Octreotide neutralizes dexamethasone antitumor actions on P388 murine lymphocytic leukemia in vivo.

PURPOSE: A wide variety of human malignancies, including lymphoproliferative neoplasms, express somatistatin (SS) receptors (SS-R). SS induces apoptosis and exerts pronounced antiproliferative effects on various human tumors cell lines, human xenografts, and animal tumors including P388 lymphocytic leukemia. In patients with thymoma the combination of octreotide (OCT) with corticosteroids improves the overall response rate. It has been reported that SS can increase glucocorticoid activity. Hereby, we studied the in vitro and in vivo activity of the SS analogue OCT and of the glucocorticoid dexamethasone (DEX) alone or in combination against the murine P388 lymphocytic leukemia.

MATERIALS AND METHODS: Cultures of P388 lymphocytic leukemia and BDF(1) male mice implanted with P388 cells where used for the in vitro an in vivo evaluation of the antileukemic activity of SS and DEX.
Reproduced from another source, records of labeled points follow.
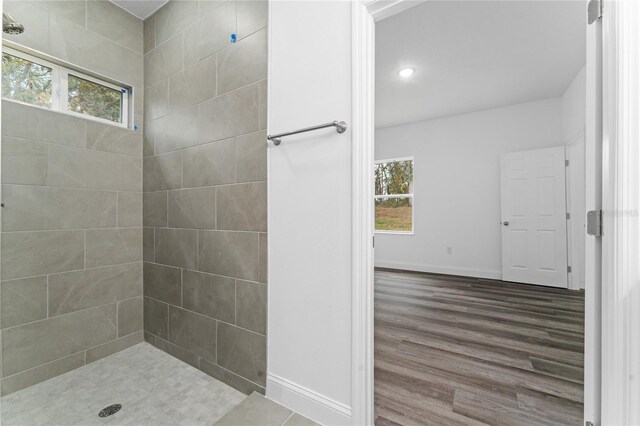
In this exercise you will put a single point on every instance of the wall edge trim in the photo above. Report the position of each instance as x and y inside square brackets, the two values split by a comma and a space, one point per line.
[307, 402]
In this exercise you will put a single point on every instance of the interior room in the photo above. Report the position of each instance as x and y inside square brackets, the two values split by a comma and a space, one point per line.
[310, 212]
[480, 213]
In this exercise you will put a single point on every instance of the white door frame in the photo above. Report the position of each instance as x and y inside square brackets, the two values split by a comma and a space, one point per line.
[364, 15]
[621, 204]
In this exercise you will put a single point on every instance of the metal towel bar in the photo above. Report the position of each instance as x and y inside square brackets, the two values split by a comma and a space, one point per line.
[340, 126]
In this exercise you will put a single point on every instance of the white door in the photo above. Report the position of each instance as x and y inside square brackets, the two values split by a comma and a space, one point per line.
[534, 218]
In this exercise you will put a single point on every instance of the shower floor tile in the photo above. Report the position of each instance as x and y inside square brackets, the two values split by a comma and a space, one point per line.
[153, 387]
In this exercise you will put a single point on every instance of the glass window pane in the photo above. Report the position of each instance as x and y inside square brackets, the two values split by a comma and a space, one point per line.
[87, 97]
[394, 178]
[394, 214]
[26, 81]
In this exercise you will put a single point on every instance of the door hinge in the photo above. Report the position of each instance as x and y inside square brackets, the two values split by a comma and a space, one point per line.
[594, 223]
[594, 11]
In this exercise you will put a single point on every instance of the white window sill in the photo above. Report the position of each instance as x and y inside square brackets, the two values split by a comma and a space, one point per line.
[395, 232]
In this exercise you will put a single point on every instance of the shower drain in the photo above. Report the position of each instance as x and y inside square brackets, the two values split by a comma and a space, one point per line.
[112, 409]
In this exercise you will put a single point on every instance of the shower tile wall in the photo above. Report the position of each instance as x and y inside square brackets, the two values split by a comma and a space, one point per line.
[205, 192]
[72, 283]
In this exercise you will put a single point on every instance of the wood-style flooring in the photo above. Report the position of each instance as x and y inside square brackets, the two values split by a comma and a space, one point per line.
[457, 350]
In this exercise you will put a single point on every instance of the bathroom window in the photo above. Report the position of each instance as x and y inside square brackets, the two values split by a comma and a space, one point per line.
[394, 196]
[27, 79]
[42, 83]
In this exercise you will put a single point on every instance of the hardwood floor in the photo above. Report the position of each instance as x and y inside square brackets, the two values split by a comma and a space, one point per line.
[456, 350]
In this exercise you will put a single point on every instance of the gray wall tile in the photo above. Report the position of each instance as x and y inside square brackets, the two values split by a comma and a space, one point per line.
[129, 209]
[263, 259]
[242, 352]
[176, 130]
[23, 301]
[78, 290]
[163, 172]
[174, 17]
[232, 254]
[243, 63]
[234, 113]
[176, 247]
[210, 295]
[262, 105]
[242, 207]
[156, 317]
[163, 61]
[33, 344]
[193, 85]
[205, 143]
[211, 33]
[130, 318]
[110, 138]
[24, 161]
[77, 45]
[193, 332]
[75, 168]
[177, 352]
[84, 163]
[25, 121]
[149, 34]
[192, 208]
[27, 254]
[113, 246]
[163, 283]
[34, 208]
[156, 100]
[206, 7]
[115, 23]
[148, 249]
[31, 16]
[251, 151]
[251, 306]
[148, 139]
[73, 10]
[232, 379]
[210, 164]
[252, 16]
[114, 346]
[41, 373]
[155, 208]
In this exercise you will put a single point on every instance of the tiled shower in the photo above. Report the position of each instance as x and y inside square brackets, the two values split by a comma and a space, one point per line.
[156, 233]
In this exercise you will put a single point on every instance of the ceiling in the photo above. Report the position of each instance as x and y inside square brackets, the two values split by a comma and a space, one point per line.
[140, 8]
[475, 55]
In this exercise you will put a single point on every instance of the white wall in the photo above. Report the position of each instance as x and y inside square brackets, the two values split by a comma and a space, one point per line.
[574, 107]
[574, 111]
[309, 328]
[457, 184]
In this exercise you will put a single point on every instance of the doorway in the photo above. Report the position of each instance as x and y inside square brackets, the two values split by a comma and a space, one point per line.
[449, 236]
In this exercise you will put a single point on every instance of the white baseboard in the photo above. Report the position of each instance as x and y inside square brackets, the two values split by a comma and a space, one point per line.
[311, 404]
[465, 272]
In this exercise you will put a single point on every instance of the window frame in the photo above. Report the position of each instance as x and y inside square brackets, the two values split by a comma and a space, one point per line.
[60, 88]
[411, 196]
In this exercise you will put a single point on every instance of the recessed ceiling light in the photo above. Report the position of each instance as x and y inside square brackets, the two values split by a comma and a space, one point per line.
[406, 72]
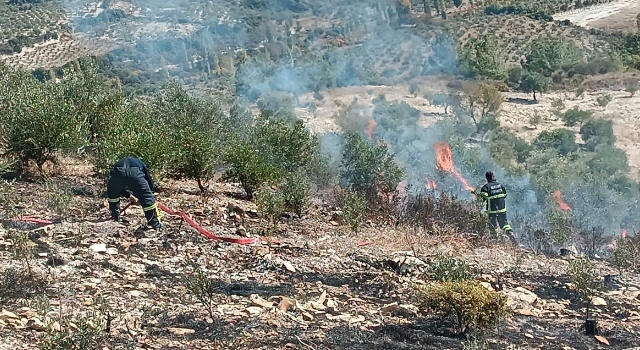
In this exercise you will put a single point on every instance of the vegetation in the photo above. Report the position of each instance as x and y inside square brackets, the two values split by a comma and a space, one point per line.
[473, 306]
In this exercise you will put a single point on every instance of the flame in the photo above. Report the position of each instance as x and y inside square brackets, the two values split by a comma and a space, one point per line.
[371, 127]
[402, 188]
[557, 196]
[444, 162]
[430, 184]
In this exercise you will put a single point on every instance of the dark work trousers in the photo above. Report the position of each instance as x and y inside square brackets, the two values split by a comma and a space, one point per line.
[132, 178]
[500, 221]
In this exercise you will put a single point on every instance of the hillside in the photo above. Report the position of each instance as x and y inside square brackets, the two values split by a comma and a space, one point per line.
[339, 142]
[314, 285]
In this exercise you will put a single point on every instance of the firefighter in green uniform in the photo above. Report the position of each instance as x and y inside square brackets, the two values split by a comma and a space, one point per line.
[495, 194]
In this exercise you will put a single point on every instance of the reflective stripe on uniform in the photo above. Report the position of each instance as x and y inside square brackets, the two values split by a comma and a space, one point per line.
[153, 206]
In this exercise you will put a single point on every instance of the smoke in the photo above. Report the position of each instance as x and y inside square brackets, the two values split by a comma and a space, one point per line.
[294, 46]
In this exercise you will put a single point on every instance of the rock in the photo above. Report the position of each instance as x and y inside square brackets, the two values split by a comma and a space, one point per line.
[98, 248]
[524, 295]
[6, 315]
[527, 312]
[322, 298]
[256, 300]
[253, 310]
[289, 266]
[286, 304]
[337, 217]
[181, 331]
[633, 294]
[36, 325]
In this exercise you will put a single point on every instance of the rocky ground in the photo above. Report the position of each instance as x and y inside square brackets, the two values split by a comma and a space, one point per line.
[313, 285]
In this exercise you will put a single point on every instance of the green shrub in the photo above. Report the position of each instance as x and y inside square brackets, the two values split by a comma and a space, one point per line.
[271, 202]
[367, 168]
[195, 130]
[562, 140]
[584, 278]
[131, 130]
[575, 116]
[473, 306]
[608, 160]
[296, 191]
[446, 269]
[430, 211]
[392, 115]
[505, 148]
[597, 131]
[268, 152]
[38, 120]
[87, 333]
[603, 101]
[355, 209]
[627, 253]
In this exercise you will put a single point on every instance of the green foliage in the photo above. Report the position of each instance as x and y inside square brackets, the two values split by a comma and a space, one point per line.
[596, 132]
[431, 212]
[484, 57]
[627, 253]
[560, 225]
[22, 248]
[392, 115]
[604, 100]
[561, 140]
[575, 116]
[447, 269]
[269, 151]
[368, 168]
[506, 148]
[608, 160]
[584, 278]
[57, 198]
[87, 333]
[355, 209]
[548, 54]
[296, 192]
[39, 120]
[130, 129]
[534, 82]
[204, 289]
[414, 89]
[632, 87]
[271, 202]
[473, 306]
[194, 130]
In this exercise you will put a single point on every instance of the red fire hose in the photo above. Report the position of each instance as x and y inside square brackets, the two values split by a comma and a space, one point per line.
[186, 218]
[200, 229]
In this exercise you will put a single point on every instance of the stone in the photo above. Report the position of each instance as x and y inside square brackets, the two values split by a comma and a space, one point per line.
[181, 331]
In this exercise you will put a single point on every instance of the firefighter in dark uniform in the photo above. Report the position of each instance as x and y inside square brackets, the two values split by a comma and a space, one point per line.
[130, 176]
[495, 195]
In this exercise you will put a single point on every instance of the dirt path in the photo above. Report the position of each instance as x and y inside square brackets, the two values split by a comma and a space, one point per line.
[603, 14]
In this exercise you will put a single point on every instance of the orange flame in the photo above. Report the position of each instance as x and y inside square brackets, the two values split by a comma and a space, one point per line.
[557, 196]
[402, 188]
[371, 127]
[430, 184]
[444, 162]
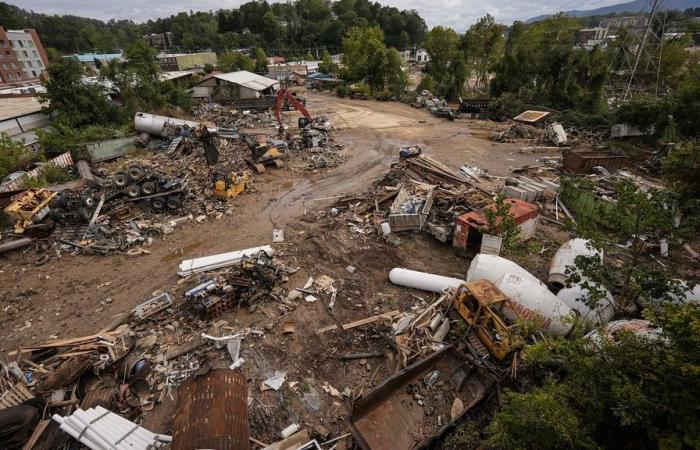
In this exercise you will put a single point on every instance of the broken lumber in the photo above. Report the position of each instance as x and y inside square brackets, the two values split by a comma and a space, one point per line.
[365, 321]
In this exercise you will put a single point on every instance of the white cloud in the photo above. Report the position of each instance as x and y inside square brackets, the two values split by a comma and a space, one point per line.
[458, 14]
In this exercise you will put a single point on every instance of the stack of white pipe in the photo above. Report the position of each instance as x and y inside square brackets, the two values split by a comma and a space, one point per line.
[100, 429]
[206, 263]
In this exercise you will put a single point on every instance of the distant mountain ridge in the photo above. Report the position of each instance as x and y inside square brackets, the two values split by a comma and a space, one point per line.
[633, 6]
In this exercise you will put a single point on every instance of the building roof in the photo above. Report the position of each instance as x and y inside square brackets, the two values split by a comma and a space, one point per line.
[174, 75]
[90, 57]
[247, 79]
[18, 106]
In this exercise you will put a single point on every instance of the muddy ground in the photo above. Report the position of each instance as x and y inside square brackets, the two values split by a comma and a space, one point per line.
[76, 296]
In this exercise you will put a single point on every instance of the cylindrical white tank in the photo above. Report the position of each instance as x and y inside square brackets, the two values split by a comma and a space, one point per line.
[601, 314]
[492, 268]
[533, 301]
[152, 124]
[565, 257]
[421, 280]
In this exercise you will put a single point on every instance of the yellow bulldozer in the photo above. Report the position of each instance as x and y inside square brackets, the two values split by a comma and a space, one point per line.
[481, 303]
[29, 208]
[231, 184]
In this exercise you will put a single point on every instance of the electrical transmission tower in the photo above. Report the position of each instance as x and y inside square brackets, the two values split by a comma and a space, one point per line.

RESULTS: OCT induced a moderate and DEX a satisfactory cytostatic effect in vitro. OCT produced borderline antileukemic effect when administered on days 1-5 while DEX was effective in all schemes and routes of administration. However, none of the combination schemes exerted any anti-leukemic activity both in vitro and in vivo.

CONCLUSION: Since both SS and glucocorticoids exert direct (via receptors) and indirect antitumor actions (regulation of growth factor activity) on several cell lines, in vitro and in vivo, it becomes obvious that further in vitro studies shall provide the molecular evidence for the signal transduction pathways which are involved in the interactions of such important anticancer drugs. Based on the results of the present study, the simultaneous use of these drugs in clinical practice should be carefully considered.